Flaky tests, part 4
We’ve had a flaky test for several weeks that always runs fine locally, but it sometimes failed in CI. Today I found the bug. The test should have been
fake_request = WSGIRequest()
fake_request.user = Struct([..snip..], is_staff=True)
[...snip...]
But there was a mistake. It actually looked like this:
fake_request = WSGIRequest
fake_request.user = Struct([..snip..], is_staff=True)
[...snip...]
Did you notice the error? There are no parenthesis after WSGIRequest
! This means that after this test has run the WSGIRequest
class is now accidentally monkey patched to have a new attribute user which mostly worked. The problem was that another test accessed request.user.is_authenticated
and there is no is_authenticated
flag on the Struct above, so that’s a crash.

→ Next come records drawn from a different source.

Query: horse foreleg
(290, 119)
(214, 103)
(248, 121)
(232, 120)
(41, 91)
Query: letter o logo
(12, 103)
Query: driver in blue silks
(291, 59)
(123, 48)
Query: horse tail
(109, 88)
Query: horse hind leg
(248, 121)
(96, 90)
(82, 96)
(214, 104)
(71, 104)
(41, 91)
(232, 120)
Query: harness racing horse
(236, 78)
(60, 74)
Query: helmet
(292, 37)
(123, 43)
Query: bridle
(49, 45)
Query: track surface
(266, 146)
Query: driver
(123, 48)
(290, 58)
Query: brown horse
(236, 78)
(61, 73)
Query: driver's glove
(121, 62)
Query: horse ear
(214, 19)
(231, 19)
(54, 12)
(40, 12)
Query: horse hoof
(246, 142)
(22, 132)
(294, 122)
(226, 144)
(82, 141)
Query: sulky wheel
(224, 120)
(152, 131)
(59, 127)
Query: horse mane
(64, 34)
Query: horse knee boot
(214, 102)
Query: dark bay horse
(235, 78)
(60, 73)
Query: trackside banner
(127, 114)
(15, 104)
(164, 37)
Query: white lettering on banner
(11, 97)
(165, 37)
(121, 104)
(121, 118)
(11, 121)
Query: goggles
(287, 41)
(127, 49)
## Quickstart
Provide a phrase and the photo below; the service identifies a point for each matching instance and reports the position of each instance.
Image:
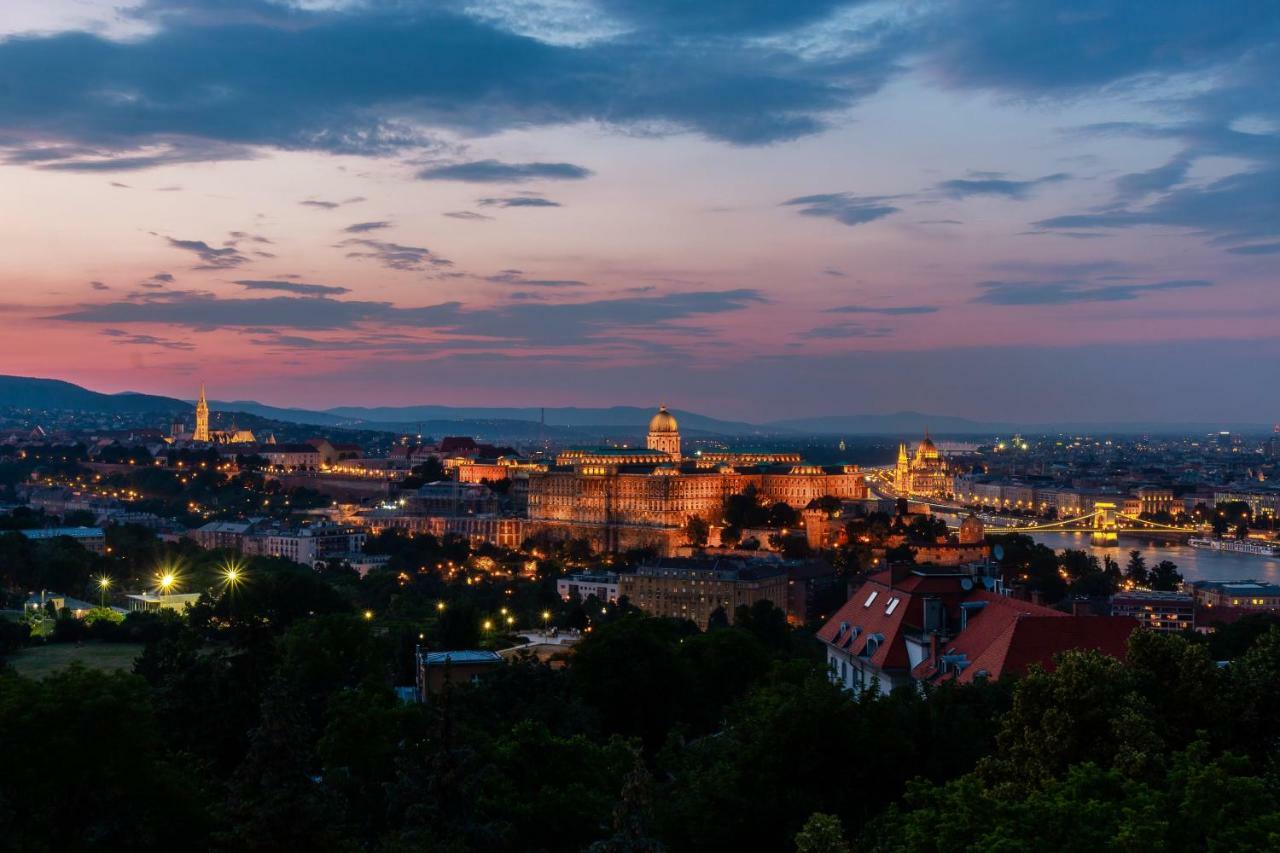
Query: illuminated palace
(621, 498)
(923, 474)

The reason the test was flaky was because the ordering of tests isn’t strict because we use pytest-testmon on most builds to skip irrelevant tests, and on the main build we use a chunking system to split tests across multiple build machines, plus xdist to run them in parallel on each of those machines. this lowers the odds considerably that we run the test that monkey patches WSGIRequest and the test that cares that it is monkey patched. We also never run them locally together because one is a unit test and the other is an integration test.
Ideally this should be caught by some form of static analysis, but unfortunately it isn’t found by either flake8 or PyCharm.